Q: Can you provide an example where this collaboration between landlord and tenant has yielded successful results?

Mountain Development Corp.
Lowenstein Sandler’s office at the 56 at Roseland building. ­

RL: The 56 at Roseland property in Roseland is a perfect example. In 2017, MDC completed the reimagining of 56 at Roseland into one of New Jersey’s premier suburban office settings. With an investment of more than $40 million to redevelop, contemporize and retenant the property, MDC repositioned it into a multitenanted work environment that today is home to two leading law practices: Lowenstein Sandler and Connell Foley, along with other professional firms. Lowenstein Sandler and Connell Foley both played a major role in planning the interior design of their individual office space and ensuring the rest of the building would be developed in a complementary manner. Meanwhile, at 21 Roszel Road in West Windsor, MDC teamed with Hill Wallack LLP — another large law firm — to create its built-to-suit headquarters space. This firm also played a major role in planning and space design.

Q: Many employees no longer maintain a ‘9-to-5’ lifestyle. How is the modern legal workplace supporting this?
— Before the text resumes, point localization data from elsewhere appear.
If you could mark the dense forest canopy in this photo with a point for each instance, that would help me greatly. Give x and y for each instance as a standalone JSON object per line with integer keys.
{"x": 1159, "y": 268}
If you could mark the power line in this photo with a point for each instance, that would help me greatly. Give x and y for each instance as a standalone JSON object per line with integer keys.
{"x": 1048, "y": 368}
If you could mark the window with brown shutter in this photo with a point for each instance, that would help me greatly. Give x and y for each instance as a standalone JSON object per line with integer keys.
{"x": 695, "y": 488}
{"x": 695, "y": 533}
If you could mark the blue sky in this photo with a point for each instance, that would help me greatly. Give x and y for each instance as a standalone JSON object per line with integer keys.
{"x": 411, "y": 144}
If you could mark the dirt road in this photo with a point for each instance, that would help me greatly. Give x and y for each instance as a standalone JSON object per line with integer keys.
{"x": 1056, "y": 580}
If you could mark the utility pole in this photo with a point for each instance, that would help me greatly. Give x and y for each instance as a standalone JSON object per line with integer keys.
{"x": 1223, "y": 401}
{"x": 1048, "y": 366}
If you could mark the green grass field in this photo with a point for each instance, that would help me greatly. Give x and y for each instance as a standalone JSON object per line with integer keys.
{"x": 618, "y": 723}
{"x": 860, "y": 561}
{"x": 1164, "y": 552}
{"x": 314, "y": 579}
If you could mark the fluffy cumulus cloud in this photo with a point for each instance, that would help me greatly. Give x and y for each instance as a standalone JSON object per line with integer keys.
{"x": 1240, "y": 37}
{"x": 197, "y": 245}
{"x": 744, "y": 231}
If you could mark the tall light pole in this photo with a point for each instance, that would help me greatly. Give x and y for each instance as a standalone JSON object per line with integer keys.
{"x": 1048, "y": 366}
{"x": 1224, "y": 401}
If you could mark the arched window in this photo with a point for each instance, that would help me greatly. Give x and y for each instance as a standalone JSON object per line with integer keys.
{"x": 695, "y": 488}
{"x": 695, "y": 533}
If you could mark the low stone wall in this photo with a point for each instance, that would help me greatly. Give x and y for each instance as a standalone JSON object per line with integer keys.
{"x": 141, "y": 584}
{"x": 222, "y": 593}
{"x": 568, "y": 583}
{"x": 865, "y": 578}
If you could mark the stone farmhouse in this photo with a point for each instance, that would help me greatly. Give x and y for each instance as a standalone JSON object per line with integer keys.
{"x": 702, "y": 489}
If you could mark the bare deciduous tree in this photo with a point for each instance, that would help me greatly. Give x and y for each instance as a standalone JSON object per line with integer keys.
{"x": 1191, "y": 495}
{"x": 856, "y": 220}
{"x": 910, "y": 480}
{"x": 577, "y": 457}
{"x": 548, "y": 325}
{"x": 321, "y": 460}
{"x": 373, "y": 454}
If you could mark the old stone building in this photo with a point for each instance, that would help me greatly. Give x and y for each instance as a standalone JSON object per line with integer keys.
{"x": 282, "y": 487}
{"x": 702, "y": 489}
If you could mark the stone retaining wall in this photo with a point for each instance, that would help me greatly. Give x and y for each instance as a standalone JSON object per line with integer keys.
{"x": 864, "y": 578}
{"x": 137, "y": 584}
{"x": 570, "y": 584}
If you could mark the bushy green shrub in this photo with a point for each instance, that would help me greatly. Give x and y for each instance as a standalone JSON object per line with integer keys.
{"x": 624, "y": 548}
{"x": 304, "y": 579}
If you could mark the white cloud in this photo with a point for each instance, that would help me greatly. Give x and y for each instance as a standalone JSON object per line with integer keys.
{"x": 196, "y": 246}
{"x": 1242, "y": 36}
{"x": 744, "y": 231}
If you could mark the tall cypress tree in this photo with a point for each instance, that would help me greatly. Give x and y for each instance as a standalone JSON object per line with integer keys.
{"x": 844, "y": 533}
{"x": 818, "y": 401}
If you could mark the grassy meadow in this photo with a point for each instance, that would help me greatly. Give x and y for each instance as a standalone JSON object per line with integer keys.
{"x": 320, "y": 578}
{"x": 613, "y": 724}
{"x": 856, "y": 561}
RL: A building’s amenity package should aim to provide everything a sophisticated professional requires without ever having to leave the building. For example, 56 at Roseland features a hospitality-driven café with on-site catering, as well as a 500-seat meeting area with skylights and double height ceilings. The property also includes an outdoor lounge area with a fire pit and garden, landscaped green wall, and walking paths and hiking trails. 56 at Roseland also has a 2,500-square-foot fitness center with showers and a full regimen of exercise and wellness classes; volleyball courts; a hair salon; and a car washing and detailing service.

Q: Are there tangible benefits to firms that make prudent real estate decisions?

RL: Making smart real estate decisions most often yields the opportunity for law firms to not just improve their bottom line but also advance productivity, communication, branding, and employee retention and attraction. Overall, professional firms are doing more in less space; embracing modern layouts, technology and enhanced efficiency to create higher density and higher energy spaces.

L. Robert Lieb, chairman of MDC, is a managing member in all the company’s affiliated projects. The full-service real estate company is an active acquirer of a broad range of opportunistic and value-added real estate investments capable of generating attractive, risk-adjusted returns for both its principals and select partners.